İran zengindi. Bolluğu ve coğrafi konumu nedeniyle Büyük
İskender'den, Arap komşularından batıya kadar, Türk ve Moğol fatihlerden gelen
saldırılara davet çıkarıyor, sık sık yabancı hakimiyetine maruz kalıyordu. Yine
de Pers dili ve kültürü bu saldırılar karşısında direniyordu; istilacılar bu
güçlü kültür içinde asimile oluyor ve bir bakıma kendileri de İranlılaşıyordu.
Yirminci yüzyılda İran yeni bir evreye girdi. Şah Rıza,
ülkeyi modernleştirmeye ve batılılaştırmaya karar verdi, ancak bu esnada
servetin yeni bir kaynağı keşfedildi: petrol. Ve petrolle beraber başka bir
istila geldi: Batı, özellikle Büyük Britanya, İran ekonomisi üzerinde güçlü
nüfuz sahibi oldu. İkinci Dünya Savaşı sırasında İngilizler, Sovyetler ve
Amerikalılar Şah Rıza'dan Almanlara karşı kendileriyle ittifak yapmasını
istediler. Fakat Alman sempatizanı olan Şah Rıza, İran'ın tarafsız bölge
olduğunu ilan etti. Böylece Müttefikler İran'ı istila ve işgal etti. Şah Rıza
sürgüne gönderildi ve yerine sadece Şah olarak bilinen oğlu Muhammed Rıza
Pehlevi geçti.
1951 yılında İran Başbakanı olan Muhammed Musaddık, petrol
sanayiini ulusallaştırdı. Büyük Britanya, misilleme olarak İran'dan petrol
ihracının tamamına yönelik ambargo düzenledi. 1953 yılında CIA, İngiliz
istihbaratının yardımıyla Muhammed Musaddık'a karşı bir darbe örgütledi.
Mussaddık devrildi ve daha önce ülkeden kaçmış olan Şah yeniden iktidar oldu.
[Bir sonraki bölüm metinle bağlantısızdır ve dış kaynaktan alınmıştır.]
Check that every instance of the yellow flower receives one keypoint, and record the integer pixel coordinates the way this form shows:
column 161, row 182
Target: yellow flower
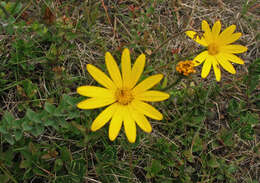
column 126, row 98
column 185, row 67
column 219, row 50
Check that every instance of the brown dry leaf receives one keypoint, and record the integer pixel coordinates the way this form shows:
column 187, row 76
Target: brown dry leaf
column 49, row 17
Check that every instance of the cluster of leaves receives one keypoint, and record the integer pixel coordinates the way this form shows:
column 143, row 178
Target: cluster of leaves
column 35, row 123
column 198, row 140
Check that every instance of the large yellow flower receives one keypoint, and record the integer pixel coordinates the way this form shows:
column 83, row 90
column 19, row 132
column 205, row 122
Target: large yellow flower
column 126, row 99
column 219, row 50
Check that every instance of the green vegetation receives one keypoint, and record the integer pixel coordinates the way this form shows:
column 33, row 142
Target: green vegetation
column 210, row 131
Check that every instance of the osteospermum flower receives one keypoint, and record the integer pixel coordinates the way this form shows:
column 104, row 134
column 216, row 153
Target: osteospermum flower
column 219, row 50
column 126, row 98
column 185, row 67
Şah, İslam devriminden kurtulmak için İran'dan kaçtığı 1979 yılına kadar tahtta
kaldı.
O zamandan beri, bu eski ve büyük uygarlık çoğunlukla
fundamentalizm, fanatizm ve terörizm ile birlikte tartışıldı. Hayatının
yarısından fazlasını İran'da geçirmiş bir İranlı olarak biliyorum ki bu imaj
gerçeklikten çok uzaktır. İşte bu nedenle "Persepolis"i yazmak benim
için bu denli önemliydi. Bütün bir ulusun birkaç köktencinin günahlarıyla
yargılanmaması gerektiğine inanıyorum. Aynı zamanda özgürlüğü savunurken
hayatlarını cezaevinde yitiren, Irak'a karşı savaşta ölen, farklı baskıcı
rejimler altında acı çeken ya da ailelerini terk etmek ve memleketlerinden
kaçmak zorunda kalmış İranlıların da unutulmasını istemiyorum.
İnsan bağışlayabilir ama asla unutmamalıdır.